Behavioral counseling is a generally accepted component of primary care medicine. Few policy makers question the need for and wisdom of such practice. Indeed, with the growing burden of behaviorally mediated chronic diseases on population health and medical care costs, it seems increasingly important that physicians counsel their patients on such behaviors as good diet, exercise, safe sex, and the avoidance of tobacco, excessive alcohol, and illicit drugs . A more thoughtful examination of the historical and ethical context of behavioral counseling by physicians, however, underscores a more complex reality. While physicians since Galen have recognized the strong connection between behavior and health, they have not wholeheartedly embraced the practice of behavioral counseling, nor have patients demanded it. In the past, most physicians saw their role as curing or treating diseases that had already developed. More recently, even as a science of effective prevention services has developed, physicians have done a poor job complying with performance of many of these recommended services [2-5]. Many Americans—particularly those who are arguably most in need of preventive services—do not seek them, and even fewer change their behavior on the advice of physicians [6-11]. This is one reason why some health economists and policy makers advocate for making such services free, as was done in the recently passed Affordable Care Act. Why is such a seemingly important activity honored more in the breach than in the observance?

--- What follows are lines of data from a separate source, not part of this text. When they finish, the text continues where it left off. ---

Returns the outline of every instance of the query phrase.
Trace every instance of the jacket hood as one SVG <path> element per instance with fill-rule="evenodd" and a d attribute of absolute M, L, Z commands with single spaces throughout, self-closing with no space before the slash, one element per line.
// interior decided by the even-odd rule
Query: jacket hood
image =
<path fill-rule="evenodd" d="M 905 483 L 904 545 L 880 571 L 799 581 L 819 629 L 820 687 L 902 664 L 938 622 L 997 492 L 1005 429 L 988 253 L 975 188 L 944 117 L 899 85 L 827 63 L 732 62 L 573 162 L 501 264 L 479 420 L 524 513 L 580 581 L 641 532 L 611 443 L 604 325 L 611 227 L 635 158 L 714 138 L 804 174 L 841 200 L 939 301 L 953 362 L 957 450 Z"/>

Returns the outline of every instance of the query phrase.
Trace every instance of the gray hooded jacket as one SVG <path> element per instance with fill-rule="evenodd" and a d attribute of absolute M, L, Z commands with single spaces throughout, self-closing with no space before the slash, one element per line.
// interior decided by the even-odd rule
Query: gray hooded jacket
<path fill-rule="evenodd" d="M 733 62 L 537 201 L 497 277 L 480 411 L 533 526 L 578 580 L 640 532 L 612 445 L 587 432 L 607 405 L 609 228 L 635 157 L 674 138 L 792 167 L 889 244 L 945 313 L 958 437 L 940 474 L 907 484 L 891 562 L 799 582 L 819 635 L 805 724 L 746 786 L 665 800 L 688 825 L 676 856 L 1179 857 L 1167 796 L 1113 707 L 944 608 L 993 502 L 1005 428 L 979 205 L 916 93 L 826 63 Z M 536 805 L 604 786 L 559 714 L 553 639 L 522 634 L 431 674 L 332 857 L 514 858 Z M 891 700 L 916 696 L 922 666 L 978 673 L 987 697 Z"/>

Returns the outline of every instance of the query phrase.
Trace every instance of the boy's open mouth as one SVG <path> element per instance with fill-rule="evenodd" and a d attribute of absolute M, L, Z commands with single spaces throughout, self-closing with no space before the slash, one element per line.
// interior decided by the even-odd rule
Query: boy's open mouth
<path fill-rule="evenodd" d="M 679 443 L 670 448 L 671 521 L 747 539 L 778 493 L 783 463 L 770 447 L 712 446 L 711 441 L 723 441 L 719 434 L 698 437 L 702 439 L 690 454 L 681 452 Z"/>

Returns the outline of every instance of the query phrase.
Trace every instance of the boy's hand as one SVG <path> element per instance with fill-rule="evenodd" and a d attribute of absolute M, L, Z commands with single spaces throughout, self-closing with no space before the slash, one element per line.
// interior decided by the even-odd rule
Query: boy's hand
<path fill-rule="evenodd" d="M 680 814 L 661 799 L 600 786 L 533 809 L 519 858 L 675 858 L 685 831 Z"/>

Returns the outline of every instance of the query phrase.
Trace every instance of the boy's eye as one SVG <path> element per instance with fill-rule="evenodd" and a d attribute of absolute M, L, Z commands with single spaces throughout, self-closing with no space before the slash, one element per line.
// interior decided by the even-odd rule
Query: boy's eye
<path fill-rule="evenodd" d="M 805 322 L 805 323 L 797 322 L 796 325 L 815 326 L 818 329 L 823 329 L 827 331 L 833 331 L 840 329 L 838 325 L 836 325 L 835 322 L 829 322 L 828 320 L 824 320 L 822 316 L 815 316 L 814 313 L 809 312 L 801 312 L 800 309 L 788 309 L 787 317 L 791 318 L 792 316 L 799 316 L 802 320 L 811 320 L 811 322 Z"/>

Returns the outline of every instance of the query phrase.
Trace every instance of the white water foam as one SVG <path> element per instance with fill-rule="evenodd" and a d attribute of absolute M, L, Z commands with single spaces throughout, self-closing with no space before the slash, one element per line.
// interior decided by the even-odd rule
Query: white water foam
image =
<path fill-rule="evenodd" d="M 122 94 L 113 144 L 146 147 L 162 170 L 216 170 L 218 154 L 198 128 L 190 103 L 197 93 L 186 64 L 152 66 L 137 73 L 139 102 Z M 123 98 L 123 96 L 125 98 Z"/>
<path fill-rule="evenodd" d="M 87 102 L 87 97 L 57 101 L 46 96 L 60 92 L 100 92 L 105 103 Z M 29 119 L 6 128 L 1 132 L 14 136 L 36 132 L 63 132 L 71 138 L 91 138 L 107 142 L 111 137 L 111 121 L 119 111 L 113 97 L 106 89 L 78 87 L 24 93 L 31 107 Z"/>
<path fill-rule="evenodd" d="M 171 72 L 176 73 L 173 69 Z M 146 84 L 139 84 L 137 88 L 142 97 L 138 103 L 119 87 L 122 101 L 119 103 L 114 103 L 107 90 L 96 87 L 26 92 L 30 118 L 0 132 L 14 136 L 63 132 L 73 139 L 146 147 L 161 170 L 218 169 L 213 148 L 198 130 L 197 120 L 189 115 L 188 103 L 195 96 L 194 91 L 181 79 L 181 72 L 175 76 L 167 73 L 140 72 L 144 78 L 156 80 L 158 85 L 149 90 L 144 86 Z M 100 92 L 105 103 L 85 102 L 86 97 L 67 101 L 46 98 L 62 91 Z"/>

One answer is that behavioral counseling by physicians is not automatically as necessary and logical an activity as it might appear. What prevents a disease and what treats it once it becomes manifest are not necessarily the same or even closely connected. Avoidance of certain behaviors might prevent the development of premature coronary artery disease, but treatment of a myocardial infarction requires a wholly unrelated set of technical skills—use of monitoring equipment, administration of parenteral medications, and procedures such as stenting or bypass surgery. Why should we expect those who have the latter set of skills to, of necessity, have the set of skills we now call motivational interviewing? Lester Breslow argues that our expectation comes in part from our culture’s tendency to outsource responsibility for our health to professionals . This is not necessarily a good thing: do we really need doctors to tell us how to live healthy lives? Arguably, this expectation is part of a broader societal trend to medicalize a host of well-being concerns that might be better addressed elsewhere and by other means. We will return later to the ethical dangers of such cultural beliefs and practices.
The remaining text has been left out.